Но Андрею уже не было до этого дела.
При помощи увалистой одноколёсной тачки (самодельной, с колесом от детского велосипеда) мужики довольно быстро загрузили провал под мраморной плитой крупными камнями и битым кирпичом, набранными у осыпающихся стен конюшни, где некогда стояли рысаки в белых бинтах, свободные от гремучих наборных уздечек, после чего принялись возить на той же тачке к склепу замешанный в бетономешалке раствор.
Пока артельщики работали, Андрей стоял на краю пустой могилы, курил и всё старался прислушаться к себе, но абсолютно ничего не слышал.

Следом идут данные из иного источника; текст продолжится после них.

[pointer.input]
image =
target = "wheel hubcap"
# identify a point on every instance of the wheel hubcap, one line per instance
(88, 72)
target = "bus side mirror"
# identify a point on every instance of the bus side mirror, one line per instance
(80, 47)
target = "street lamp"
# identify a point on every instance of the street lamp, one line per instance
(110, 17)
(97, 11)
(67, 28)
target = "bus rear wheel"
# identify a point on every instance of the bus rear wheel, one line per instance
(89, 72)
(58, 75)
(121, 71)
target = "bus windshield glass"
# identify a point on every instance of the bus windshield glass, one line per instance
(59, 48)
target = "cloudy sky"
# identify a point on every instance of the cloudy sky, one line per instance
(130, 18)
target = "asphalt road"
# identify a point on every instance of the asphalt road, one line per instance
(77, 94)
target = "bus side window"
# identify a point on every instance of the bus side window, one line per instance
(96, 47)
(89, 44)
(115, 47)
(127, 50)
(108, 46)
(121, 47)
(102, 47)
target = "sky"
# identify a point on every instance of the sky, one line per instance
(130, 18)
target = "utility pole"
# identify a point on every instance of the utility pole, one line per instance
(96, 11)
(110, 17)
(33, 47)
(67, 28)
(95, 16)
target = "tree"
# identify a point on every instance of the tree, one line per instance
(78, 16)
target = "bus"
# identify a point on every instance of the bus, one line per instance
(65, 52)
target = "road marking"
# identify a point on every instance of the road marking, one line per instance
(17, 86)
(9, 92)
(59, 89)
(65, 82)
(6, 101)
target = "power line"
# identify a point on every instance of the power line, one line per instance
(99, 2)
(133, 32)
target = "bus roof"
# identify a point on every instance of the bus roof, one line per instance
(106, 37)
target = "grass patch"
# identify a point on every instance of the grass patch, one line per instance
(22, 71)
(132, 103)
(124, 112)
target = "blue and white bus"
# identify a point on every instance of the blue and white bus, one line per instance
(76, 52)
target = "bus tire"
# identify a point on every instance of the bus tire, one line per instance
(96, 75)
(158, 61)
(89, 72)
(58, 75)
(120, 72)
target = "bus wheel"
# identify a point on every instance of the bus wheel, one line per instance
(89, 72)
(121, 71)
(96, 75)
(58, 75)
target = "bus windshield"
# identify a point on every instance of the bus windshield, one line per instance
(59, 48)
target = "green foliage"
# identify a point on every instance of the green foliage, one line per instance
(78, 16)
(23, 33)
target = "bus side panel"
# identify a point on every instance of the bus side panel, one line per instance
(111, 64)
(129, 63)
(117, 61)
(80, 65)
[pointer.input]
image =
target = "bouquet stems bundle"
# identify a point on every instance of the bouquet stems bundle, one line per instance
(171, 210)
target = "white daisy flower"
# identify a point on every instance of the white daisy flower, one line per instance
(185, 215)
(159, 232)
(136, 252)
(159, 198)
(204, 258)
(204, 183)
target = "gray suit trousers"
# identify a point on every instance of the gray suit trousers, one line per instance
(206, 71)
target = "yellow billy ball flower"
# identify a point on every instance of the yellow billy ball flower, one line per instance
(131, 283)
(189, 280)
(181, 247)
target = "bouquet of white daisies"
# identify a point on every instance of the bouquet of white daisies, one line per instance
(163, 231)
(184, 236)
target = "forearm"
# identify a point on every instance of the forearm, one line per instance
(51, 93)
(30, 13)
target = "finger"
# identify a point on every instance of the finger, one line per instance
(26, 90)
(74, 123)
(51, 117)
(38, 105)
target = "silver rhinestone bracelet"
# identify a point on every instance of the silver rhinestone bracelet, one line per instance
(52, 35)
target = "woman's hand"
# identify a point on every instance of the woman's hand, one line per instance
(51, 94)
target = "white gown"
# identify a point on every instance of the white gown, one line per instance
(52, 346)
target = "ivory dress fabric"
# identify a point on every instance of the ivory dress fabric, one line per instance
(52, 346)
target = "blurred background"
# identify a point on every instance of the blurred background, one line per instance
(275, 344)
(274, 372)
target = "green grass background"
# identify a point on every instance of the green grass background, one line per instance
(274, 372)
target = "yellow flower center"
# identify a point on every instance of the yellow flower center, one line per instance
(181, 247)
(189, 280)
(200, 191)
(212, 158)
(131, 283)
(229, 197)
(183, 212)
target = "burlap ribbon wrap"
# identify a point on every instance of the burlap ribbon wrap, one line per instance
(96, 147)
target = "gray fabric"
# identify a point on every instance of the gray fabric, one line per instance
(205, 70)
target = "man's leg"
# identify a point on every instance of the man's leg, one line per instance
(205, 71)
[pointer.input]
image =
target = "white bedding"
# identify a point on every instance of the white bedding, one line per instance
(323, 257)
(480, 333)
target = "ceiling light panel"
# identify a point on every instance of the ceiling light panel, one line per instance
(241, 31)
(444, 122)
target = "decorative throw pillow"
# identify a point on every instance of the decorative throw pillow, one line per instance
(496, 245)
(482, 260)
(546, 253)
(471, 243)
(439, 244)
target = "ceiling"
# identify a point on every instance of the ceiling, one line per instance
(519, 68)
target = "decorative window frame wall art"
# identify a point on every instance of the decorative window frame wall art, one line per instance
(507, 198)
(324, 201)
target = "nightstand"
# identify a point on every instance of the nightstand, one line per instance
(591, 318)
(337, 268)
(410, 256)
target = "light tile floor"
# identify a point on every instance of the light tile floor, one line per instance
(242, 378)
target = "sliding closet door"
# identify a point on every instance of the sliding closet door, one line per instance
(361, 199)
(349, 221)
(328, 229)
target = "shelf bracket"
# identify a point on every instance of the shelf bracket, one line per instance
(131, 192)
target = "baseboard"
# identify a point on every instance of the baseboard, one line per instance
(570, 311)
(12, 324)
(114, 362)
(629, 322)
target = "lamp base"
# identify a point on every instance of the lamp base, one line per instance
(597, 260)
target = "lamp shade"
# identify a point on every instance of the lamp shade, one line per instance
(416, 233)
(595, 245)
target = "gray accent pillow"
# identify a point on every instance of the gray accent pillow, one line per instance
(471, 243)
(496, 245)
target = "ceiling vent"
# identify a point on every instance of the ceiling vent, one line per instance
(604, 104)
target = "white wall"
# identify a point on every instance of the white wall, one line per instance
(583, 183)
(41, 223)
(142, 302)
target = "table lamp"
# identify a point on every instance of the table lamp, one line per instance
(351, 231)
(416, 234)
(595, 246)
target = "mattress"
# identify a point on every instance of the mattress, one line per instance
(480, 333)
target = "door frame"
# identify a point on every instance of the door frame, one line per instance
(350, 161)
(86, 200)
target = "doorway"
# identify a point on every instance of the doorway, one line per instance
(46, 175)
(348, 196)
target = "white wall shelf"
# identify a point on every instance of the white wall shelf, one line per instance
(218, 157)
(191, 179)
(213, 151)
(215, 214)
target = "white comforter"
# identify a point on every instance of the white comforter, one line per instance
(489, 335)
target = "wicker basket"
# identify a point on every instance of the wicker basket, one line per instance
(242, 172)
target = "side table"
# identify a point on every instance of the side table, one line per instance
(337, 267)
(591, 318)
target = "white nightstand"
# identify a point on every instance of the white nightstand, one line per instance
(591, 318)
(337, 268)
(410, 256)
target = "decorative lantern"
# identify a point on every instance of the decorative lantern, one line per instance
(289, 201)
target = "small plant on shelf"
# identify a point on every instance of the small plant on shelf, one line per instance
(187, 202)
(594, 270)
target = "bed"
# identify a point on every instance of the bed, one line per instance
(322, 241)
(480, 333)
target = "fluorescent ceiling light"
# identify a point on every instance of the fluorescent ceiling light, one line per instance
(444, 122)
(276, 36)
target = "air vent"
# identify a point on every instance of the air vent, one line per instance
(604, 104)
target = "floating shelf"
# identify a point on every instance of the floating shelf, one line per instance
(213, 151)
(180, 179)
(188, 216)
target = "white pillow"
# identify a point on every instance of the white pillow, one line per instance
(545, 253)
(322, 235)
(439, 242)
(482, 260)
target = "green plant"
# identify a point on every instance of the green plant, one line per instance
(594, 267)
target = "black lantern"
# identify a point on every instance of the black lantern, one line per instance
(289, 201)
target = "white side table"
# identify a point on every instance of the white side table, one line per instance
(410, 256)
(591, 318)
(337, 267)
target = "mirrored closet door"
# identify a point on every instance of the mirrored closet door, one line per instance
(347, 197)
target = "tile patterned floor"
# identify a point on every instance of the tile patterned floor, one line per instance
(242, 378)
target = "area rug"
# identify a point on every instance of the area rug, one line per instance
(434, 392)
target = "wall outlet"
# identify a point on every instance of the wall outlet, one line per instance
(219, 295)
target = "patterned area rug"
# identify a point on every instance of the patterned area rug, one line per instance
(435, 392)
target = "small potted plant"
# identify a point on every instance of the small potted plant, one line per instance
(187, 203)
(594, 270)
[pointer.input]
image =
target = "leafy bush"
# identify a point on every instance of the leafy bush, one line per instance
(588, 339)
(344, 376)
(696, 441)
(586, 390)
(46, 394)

И в то же время внутренняя немота, столь не ко случаю его настигшая и как-то больно уж по-воровски лишающая этот случай пафоса, имела всё же некоторые свойства: Норушкин чувствовал себя каким-то одиноким и неумело перенесенным слогом, бессмысленно и странно повисшим в конце абзаца на новой строке. Такие слоги не цветут, им не покорствует и не потворствует природа, над ними ветры не играют написанную Богом бурю.
Раствор тем временем просачивался между камнями и с неприличным (если б только был о приличиях осведомлён) чавканьем стекал куда-то дальше – видимо, в пролаз.

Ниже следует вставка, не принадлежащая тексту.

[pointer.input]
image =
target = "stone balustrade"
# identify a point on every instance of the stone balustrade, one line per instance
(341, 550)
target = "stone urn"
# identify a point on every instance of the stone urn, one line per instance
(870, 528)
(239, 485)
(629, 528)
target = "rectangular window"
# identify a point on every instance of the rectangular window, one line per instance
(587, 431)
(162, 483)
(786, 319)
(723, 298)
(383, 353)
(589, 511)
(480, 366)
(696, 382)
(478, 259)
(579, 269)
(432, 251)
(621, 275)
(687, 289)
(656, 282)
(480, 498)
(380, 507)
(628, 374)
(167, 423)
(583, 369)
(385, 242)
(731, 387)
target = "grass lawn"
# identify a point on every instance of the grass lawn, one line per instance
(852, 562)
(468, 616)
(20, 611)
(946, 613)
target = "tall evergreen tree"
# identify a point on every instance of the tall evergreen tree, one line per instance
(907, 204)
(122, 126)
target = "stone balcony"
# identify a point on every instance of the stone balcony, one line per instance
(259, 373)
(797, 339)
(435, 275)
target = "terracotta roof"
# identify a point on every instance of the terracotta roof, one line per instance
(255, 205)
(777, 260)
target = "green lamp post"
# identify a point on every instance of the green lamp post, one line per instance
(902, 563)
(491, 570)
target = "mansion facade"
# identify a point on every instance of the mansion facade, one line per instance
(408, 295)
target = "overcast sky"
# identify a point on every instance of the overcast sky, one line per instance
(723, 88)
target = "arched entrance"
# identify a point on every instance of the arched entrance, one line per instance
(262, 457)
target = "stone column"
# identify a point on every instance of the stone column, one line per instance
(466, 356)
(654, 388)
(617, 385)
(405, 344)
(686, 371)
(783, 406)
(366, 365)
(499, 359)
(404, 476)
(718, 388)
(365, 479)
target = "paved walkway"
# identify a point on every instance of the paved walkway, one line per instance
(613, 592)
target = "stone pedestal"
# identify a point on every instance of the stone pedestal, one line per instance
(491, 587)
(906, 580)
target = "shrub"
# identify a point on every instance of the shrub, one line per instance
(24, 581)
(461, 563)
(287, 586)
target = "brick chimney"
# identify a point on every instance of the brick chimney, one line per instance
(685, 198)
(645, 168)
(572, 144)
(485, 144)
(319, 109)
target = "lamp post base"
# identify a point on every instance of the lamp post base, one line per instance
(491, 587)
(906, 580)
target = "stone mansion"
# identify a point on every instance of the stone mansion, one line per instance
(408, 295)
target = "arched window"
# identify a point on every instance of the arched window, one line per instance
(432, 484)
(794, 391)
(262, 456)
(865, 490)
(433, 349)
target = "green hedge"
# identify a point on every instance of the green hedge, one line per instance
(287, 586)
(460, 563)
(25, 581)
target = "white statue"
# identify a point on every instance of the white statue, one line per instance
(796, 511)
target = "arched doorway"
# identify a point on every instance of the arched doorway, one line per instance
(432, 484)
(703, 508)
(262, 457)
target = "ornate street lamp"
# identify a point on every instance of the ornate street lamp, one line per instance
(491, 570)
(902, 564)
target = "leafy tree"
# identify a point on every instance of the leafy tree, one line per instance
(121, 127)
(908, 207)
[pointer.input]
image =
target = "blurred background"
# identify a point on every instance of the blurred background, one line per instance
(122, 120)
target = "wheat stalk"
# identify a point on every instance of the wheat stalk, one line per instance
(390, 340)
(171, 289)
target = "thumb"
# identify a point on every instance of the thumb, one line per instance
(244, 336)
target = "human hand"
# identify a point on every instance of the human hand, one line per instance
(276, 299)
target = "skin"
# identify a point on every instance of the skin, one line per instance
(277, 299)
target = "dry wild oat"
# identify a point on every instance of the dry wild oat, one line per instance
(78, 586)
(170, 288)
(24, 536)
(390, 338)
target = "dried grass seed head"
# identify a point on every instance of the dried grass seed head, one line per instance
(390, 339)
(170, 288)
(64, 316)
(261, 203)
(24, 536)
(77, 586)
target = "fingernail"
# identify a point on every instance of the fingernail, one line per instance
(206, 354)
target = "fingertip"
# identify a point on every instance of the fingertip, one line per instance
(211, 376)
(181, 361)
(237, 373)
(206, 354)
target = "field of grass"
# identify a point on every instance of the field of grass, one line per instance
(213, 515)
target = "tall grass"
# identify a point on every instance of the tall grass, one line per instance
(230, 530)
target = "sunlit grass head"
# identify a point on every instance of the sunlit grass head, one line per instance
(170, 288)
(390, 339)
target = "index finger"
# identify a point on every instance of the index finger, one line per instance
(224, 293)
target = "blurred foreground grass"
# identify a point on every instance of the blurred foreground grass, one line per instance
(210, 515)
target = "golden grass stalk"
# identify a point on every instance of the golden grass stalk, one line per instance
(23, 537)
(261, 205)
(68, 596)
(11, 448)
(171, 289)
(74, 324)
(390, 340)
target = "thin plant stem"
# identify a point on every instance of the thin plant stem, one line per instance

– Так не доставайся же ты никому, – вполголоса и, увы, чужой речью – поскольку собственная пока немотствовала – сказал надгробное слово чёртовой башне Норушкин. – Спи спокойно, русский бунт, бессмысленный и беспощадный.
Между тем раствор внизу слегка схватился и перестал уходить в дыру, так что скоро свежий цемент заполнил могилу под завязку. Чтобы он застыл камнем, намертво, артельщики полили сверху серую кашицу водой.

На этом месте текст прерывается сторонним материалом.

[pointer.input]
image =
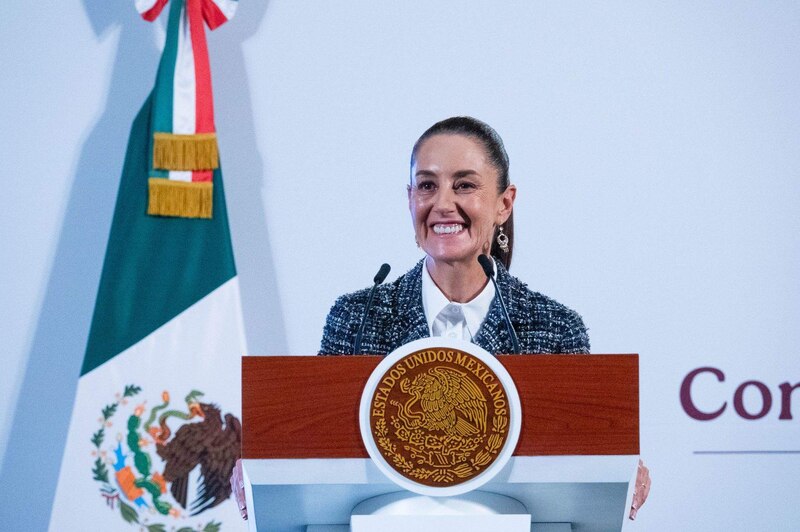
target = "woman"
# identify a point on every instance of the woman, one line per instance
(461, 204)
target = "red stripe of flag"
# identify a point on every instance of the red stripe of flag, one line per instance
(204, 102)
(151, 14)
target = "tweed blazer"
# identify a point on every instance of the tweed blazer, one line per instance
(398, 317)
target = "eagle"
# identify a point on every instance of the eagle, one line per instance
(450, 403)
(210, 445)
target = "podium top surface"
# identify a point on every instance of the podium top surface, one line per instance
(307, 406)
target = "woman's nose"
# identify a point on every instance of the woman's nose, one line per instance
(444, 200)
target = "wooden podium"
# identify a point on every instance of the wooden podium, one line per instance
(306, 466)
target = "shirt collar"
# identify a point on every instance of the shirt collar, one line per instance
(475, 311)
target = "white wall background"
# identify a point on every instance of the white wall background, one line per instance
(655, 146)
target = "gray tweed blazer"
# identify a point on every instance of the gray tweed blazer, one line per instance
(397, 317)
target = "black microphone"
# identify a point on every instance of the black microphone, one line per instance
(488, 269)
(379, 278)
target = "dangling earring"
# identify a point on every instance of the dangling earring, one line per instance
(502, 240)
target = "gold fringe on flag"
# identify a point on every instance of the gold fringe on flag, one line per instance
(183, 199)
(185, 152)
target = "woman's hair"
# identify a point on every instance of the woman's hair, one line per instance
(496, 152)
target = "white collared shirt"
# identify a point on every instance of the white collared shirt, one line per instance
(450, 319)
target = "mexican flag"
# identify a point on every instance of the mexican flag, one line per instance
(155, 429)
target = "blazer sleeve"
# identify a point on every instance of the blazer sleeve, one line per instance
(341, 325)
(575, 339)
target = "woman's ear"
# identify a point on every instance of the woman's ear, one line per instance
(505, 204)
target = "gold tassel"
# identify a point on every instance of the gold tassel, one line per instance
(183, 199)
(185, 152)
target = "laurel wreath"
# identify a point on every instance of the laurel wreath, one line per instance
(442, 475)
(100, 470)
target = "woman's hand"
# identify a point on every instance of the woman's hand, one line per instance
(237, 485)
(641, 490)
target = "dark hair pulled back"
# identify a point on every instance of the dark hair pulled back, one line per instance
(496, 152)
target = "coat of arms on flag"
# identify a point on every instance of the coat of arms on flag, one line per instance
(155, 428)
(164, 464)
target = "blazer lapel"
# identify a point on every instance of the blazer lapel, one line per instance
(412, 324)
(493, 334)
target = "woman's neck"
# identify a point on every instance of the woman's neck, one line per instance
(459, 282)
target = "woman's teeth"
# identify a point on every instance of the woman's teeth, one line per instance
(441, 229)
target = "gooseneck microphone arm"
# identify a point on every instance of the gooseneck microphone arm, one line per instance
(379, 278)
(488, 269)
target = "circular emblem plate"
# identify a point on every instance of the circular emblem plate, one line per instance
(440, 417)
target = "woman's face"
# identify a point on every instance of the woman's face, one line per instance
(453, 198)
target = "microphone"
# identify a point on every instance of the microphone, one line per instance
(379, 278)
(488, 269)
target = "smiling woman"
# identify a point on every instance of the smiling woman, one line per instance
(461, 203)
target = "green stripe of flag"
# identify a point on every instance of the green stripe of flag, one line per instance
(155, 267)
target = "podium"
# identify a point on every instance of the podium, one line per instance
(306, 467)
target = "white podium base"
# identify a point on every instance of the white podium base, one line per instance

Внезапно Андрей подумал, что ведь там, по ту сторону жизни, в закупоренной башне остались его предки: пращур рода Норуша, светлый отрок Никанор, смотревший в бельма смерти Фёдор, точивший ложки для десерта Афанасий, Елизавета с Александром, Георгий со своей свининой, дегустатор слез Илья, престранный дед Платон и все, о ком предание молчит. А что, если их необузданный дух забродит и пробку к чёртовой матери выбьет?
Сзади к Андрею тяжёлой походкой подошёл Фома.
– Ну что, – сказал Андрей, – теперь тут ни один хорёк не прошмыгнёт, чтобы с гневизовом пошалить.
– Ох и напотеемся по вашей милости, когда вы нам этот цемент дробить велите, – сумрачно вздохнул Фома.
– Зачем велю?
– Затем, что ангел вострубит. Куда ж вы денетесь – вы супротив него ничто, тля, мелочь.
Норушкин был не склонен к диспуту, хотя его, понятно, покоробил сравнительный анализ распоясавшегося Фомы. «Прописать бы ему на конюшне плетей», – подумал он, но образумился.
Он вышел вон из склепа и зажмурился на ярком солнце. Пообвыкнув, взглянул направо и увидел, что, нагулявшись у реки, с букетом полевых цветов в руках, к нему идёт вся изнутри сияющая Катя, и поступь у неё при этом такая плавная, такая томительно медленная, словно она несёт не цветы, а вёдра, полные счастья, и боится расплескать. Ослеплённый картиной Андрей без нужды повернулся налево и остолбенел – встав на дыбы и раскинув лапы, на него медведем шла тоска, и в её горькой тени, теряя сок и корчась, жухли травы.